Notre monde, aujourd’hui globalisé, héberge toujours 850 millions d’affamés
L’évacuation des campagnes et la faim du monde
Les statistiques sont désespérantes
Certes, les chiffres sont trompeurs et incertains. La faim est une maladie silencieuse et personne ne fait plus aujourd’hui d’enquêtes au coeur des brousses ou des banlieues. Mais, il n’est pas besoin de beaucoup de statistiques pour savoir que nous allons dans le mur. Il y aurait 1,2 milliard de pauvres à moins de 1 dollar par jour - ce qui, là encore, n’a pas grand sens : un rural africain se considèrerait très à l’aise avec un dollar quotidien ! Et, tout nous fait craindre une véritable hémorragie paysanne. Le déclin et la volatilité des prix agricoles entraînent les paysans dans une spirale de la paupérisation, de l’endettement et de l’exclusion. La compétition entre agricultures et agriculteurs du monde, orchestrée par les accords négociés dans le cadre de l’OMC, provoque cet effondrement des prix et l’élimination des compétiteurs les plus faibles. Une spirale sans fin, car, si rien ne l’interrompt, les compétiteurs forts imposeront leur ratio, à savoir 2 à 4% de personnes dans la production agricole. Les paysans sont toujours aujourd’hui 50% de la population mondiale soit 3 milliards de personnes. 2, 6 milliards de paysans (hommes, femmes et enfants) vont donc devoir lâcher prise et disparaître comme acteurs économiques formels. Cette paupérisation hémorragique est un drame pour les paysans, mais elle constitue aussi un danger majeur pour l’humanité toute entière. C’est l’une des questions contemporaines les plus lourdes de conséquences.

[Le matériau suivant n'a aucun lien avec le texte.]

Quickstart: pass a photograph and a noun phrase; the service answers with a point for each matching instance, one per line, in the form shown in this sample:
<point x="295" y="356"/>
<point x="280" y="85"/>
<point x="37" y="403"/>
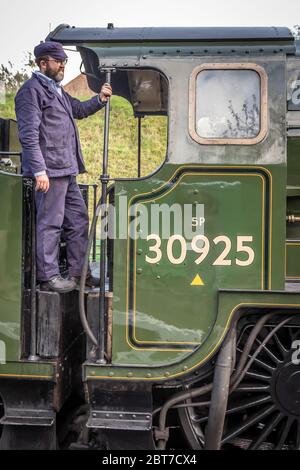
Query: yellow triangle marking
<point x="197" y="281"/>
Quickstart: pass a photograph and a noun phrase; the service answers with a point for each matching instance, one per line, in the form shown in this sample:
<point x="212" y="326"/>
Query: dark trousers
<point x="62" y="207"/>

Malgré l’engagement des chefs d’Etats lors du Sommet du Millénaire de réduire le nombre de pauvres de moitié d’ici 2015, le milliard deux cent millions de pauvres risque au contraire de grossir considérablement des deux milliards de paysans exclus de leur terre et du croît démographique que l’on nous promet. Pourra-t-on créer quelques deux milliards d’emplois salariés ou, grâce au microcrédit, autant de microentreprises ? Aura-t-on les moyens de développer des politiques sociales mondiales et de créer un revenu universel minimum ? Bien sûr que non. Cette situation devient ingérable. On ne peut croire que les citoyens du XXI ème siècle puissent se désintéresser de ces processus dramatiques de paupérisation des personnes et des Etats et n’aient d’autre ambition que de contenir cette pauvreté mondiale, en attendant que les guerres, les maladies et la famine, les trois fléaux du XIV ème siècle européen et malheureusement déjà à l’œuvre dans de grandes régions africaines, viennent frapper et réduire ces milliards d’exclus.
C’est inacceptable et, donc, il n’y a donc pas lieu de l’accepter
Il faut d’urgence :
mettre la question de la mise en compétition entre les agricultures du monde et de l’exclusion des paysans au cœur de la négociation commerciale internationale,
porter attention aux consommateurs urbains pauvres en favorisant leur réinsertion dans l’économie, que ce soit dans des économies locales ou dans l’économie mondialisée, et leur permettre ainsi d’acheter leur nourriture mais aussi de se soigner et d’envoyer leurs enfants à l’école
enfin, aborder sérieusement et sans timidité la question démographique.
Henri Rouillé d’Orfeuil, Président de Coordination SUD, les inofs du MRJC n°48, juin/juillet/août 2005.